First, the base material 1 can be formed by a conventionally known film forming method. Examples of the film forming method include a calendar film forming method, a casting method in an organic solvent, an inflation extrusion method in a closed system, a T-die extrusion method, a co-extrusion method, and a dry lamination method.

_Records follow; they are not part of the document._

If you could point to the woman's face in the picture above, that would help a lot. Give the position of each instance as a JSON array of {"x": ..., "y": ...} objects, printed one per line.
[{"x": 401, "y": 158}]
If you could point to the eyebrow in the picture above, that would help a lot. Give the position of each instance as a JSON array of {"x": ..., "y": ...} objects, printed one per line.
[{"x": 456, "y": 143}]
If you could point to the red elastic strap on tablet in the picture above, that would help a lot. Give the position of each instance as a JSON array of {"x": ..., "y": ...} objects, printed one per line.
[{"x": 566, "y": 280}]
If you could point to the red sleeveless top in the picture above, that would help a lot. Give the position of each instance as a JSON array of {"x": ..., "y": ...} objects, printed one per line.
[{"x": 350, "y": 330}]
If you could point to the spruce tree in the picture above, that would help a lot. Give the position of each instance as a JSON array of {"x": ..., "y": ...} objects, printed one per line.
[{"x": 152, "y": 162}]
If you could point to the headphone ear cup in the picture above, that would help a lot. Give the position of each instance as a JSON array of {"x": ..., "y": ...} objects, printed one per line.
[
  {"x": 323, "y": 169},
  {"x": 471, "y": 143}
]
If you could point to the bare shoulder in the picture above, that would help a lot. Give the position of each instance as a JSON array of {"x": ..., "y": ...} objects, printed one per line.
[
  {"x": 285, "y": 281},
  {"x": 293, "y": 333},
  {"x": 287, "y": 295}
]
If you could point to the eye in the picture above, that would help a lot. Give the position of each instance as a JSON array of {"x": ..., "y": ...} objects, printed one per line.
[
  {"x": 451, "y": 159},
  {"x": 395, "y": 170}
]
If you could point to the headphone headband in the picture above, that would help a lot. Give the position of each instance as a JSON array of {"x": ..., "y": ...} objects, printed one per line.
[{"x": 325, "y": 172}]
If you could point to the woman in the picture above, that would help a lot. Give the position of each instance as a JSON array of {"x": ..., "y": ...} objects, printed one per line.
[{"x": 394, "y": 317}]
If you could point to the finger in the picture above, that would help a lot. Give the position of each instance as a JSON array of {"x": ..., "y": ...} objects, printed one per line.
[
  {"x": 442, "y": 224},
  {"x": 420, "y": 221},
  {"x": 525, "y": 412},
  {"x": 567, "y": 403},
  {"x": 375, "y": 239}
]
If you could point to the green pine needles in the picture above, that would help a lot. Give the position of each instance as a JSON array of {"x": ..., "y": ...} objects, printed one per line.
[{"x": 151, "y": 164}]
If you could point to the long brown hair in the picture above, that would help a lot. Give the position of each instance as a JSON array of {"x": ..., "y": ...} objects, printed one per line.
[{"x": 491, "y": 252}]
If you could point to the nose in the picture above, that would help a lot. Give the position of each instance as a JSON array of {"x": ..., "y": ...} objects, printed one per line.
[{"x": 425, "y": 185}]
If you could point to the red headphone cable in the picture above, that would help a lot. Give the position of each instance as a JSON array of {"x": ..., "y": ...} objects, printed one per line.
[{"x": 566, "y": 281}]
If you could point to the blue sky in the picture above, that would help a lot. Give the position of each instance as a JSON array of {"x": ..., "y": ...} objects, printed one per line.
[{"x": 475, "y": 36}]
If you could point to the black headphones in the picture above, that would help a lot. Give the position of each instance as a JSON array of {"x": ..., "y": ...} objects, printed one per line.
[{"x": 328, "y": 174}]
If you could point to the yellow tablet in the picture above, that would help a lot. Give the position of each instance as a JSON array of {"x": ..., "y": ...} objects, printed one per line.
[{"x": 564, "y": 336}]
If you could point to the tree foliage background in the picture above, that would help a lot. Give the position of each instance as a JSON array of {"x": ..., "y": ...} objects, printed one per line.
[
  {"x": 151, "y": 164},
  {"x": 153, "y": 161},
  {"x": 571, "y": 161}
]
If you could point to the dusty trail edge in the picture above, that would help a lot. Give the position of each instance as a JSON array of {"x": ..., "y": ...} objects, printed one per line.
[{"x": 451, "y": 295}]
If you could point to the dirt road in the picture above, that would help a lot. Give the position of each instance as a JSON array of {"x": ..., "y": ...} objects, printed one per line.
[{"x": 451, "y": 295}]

  Next, after a pressure-sensitive adhesive composition solution is applied onto the substrate 1 to form a coating film, the coating film is dried under predetermined conditions (heat-crosslinked as necessary), and the pressure-sensitive adhesive layer 2 is formed. Form. It does not specifically limit as a coating method, For example, roll coating, screen coating, gravure coating, etc. are mentioned. As drying conditions, for example, the drying temperature is 80 to 150 ° C. and the drying time is 0.5 to 5 minutes. Moreover, after apply | coating an adhesive composition on a separator and forming a coating film, the coating film may be dried on the said drying conditions, and the adhesive layer 2 may be formed. Then, the adhesive layer 2 is bonded together with the separator on the base material 1. Thereby, the dicing film 11 is produced. At this time, the surface of the dicing film bonded to the thermosetting die bond film may be irradiated with ultraviolet rays in advance.

The thermosetting die-bonding films 3, 3 ′ are produced, for example, as follows.
First, an adhesive composition solution that is a material for forming the thermosetting die-bonding films 3 and 3 ′ is prepared. As described above, the adhesive composition solution contains the adhesive composition, filler, and other various additives.

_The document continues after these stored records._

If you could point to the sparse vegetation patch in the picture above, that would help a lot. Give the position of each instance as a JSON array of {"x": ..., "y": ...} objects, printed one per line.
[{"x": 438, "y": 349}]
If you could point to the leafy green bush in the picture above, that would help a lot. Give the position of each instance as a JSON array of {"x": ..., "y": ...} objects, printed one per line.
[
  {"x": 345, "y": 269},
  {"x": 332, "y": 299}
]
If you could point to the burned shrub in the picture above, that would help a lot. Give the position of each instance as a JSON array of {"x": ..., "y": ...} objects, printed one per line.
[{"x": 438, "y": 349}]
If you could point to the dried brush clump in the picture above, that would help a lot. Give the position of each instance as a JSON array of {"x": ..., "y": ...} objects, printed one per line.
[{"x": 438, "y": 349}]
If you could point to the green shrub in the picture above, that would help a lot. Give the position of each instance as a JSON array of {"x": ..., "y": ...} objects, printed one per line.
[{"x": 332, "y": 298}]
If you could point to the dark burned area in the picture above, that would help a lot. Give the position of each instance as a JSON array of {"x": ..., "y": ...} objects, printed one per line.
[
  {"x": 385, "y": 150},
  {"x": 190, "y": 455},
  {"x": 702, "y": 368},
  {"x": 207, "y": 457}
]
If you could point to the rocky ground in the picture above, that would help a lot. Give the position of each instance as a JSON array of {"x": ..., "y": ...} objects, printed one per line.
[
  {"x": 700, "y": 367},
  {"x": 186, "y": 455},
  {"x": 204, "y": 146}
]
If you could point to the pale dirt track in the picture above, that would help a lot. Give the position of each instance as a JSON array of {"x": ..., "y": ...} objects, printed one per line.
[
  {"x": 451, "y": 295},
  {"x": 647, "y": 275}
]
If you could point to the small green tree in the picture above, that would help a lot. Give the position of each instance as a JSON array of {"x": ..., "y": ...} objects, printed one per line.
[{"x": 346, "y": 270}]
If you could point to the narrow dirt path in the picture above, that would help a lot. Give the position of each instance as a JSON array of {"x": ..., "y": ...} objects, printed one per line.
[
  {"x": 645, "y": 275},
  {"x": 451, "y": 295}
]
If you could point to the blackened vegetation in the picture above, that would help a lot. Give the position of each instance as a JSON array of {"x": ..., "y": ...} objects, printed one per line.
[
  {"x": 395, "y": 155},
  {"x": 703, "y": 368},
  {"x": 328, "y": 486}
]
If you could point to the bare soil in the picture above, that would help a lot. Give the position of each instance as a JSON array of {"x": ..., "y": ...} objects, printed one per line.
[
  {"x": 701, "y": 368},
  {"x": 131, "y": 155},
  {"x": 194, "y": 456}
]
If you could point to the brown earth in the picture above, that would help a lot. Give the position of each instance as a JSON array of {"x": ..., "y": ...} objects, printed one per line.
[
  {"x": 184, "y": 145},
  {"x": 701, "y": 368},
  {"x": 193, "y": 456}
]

  Next, the adhesive composition solution is applied onto the base separator so as to have a predetermined thickness to form a coating film, and then the coating film is dried under predetermined conditions to form an adhesive layer. It does not specifically limit as a coating method, For example, roll coating, screen coating, gravure coating, etc. are mentioned. As drying conditions, for example, the drying temperature is 70 to 160 ° C. and the drying time is 1 to 5 minutes. Moreover, after apply | coating an adhesive composition solution on a separator and forming a coating film, you may dry an application film on the said drying conditions, and may form an adhesive bond layer. Then, an adhesive bond layer is bonded together with a separator on a base material separator.

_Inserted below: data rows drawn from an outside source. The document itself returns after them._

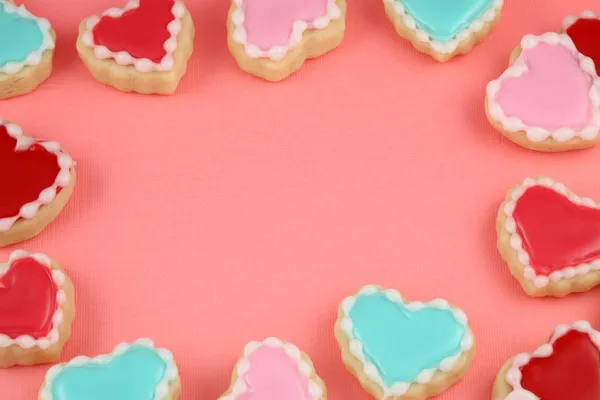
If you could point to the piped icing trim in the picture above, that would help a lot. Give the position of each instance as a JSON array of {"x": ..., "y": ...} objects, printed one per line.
[
  {"x": 277, "y": 53},
  {"x": 516, "y": 241},
  {"x": 35, "y": 57},
  {"x": 571, "y": 19},
  {"x": 514, "y": 375},
  {"x": 123, "y": 57},
  {"x": 426, "y": 375},
  {"x": 450, "y": 46},
  {"x": 26, "y": 341},
  {"x": 243, "y": 366},
  {"x": 47, "y": 196},
  {"x": 162, "y": 389},
  {"x": 519, "y": 67}
]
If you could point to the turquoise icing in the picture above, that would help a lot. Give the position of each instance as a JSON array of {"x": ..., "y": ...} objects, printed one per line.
[
  {"x": 19, "y": 36},
  {"x": 133, "y": 375},
  {"x": 401, "y": 343},
  {"x": 444, "y": 19}
]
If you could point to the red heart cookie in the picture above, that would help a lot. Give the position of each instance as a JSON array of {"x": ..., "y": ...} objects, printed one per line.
[
  {"x": 30, "y": 301},
  {"x": 567, "y": 367},
  {"x": 585, "y": 33},
  {"x": 33, "y": 173},
  {"x": 548, "y": 234}
]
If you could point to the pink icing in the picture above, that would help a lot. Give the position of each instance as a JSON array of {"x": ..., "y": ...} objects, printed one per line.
[
  {"x": 274, "y": 376},
  {"x": 554, "y": 93},
  {"x": 269, "y": 23}
]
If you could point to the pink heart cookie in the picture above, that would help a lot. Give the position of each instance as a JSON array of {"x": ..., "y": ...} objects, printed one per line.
[
  {"x": 549, "y": 98},
  {"x": 272, "y": 39},
  {"x": 274, "y": 370}
]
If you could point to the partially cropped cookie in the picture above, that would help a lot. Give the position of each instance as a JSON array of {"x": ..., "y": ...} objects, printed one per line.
[
  {"x": 26, "y": 50},
  {"x": 444, "y": 29},
  {"x": 143, "y": 47},
  {"x": 37, "y": 307},
  {"x": 133, "y": 371},
  {"x": 274, "y": 369},
  {"x": 37, "y": 180},
  {"x": 402, "y": 350},
  {"x": 272, "y": 39}
]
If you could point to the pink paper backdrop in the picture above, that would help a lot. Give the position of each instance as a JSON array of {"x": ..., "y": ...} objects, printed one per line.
[{"x": 239, "y": 209}]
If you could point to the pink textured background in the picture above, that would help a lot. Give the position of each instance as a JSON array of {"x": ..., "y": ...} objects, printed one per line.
[{"x": 239, "y": 209}]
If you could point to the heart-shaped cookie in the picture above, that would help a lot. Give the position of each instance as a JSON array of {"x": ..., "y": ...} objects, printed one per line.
[
  {"x": 142, "y": 47},
  {"x": 272, "y": 39},
  {"x": 273, "y": 369},
  {"x": 549, "y": 98},
  {"x": 550, "y": 238},
  {"x": 585, "y": 33},
  {"x": 36, "y": 309},
  {"x": 444, "y": 29},
  {"x": 403, "y": 349},
  {"x": 37, "y": 179},
  {"x": 566, "y": 367},
  {"x": 135, "y": 371},
  {"x": 26, "y": 50}
]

  Subsequently, the separator is peeled off from each of the dicing film 11 and the adhesive layer, and the adhesive layer and the pressure-sensitive adhesive layer are bonded to each other so as to be a bonding surface. Bonding can be performed by, for example, pressure bonding. At this time, the lamination temperature is not particularly limited, and for example, 30 to 70 ° C is preferable, and 40 to 60 ° C is more preferable. Moreover, a linear pressure is not specifically limited, For example, 0.1-20 kgf / cm is preferable and 1-10 kgf / cm is more preferable. Next, the base material separator on the adhesive layer is peeled off, and the dicing die-bonding film according to the present embodiment is obtained.

(Method for manufacturing semiconductor device)
Next, a method for manufacturing a semiconductor device using the dicing die bond film 12 will be described. 3 to 6 are schematic cross-sectional views for explaining one method of manufacturing the semiconductor device according to this embodiment. First, the modified region is formed on the division line 4L by irradiating the division line 4L of the semiconductor wafer 4 with laser light. This method is a method of aligning a condensing point inside a semiconductor wafer, irradiating a laser beam along a grid-like division planned line, and forming a modified region inside the semiconductor wafer by ablation by multiphoton absorption. . What is necessary is just to adjust suitably within the range of the following conditions as laser beam irradiation conditions.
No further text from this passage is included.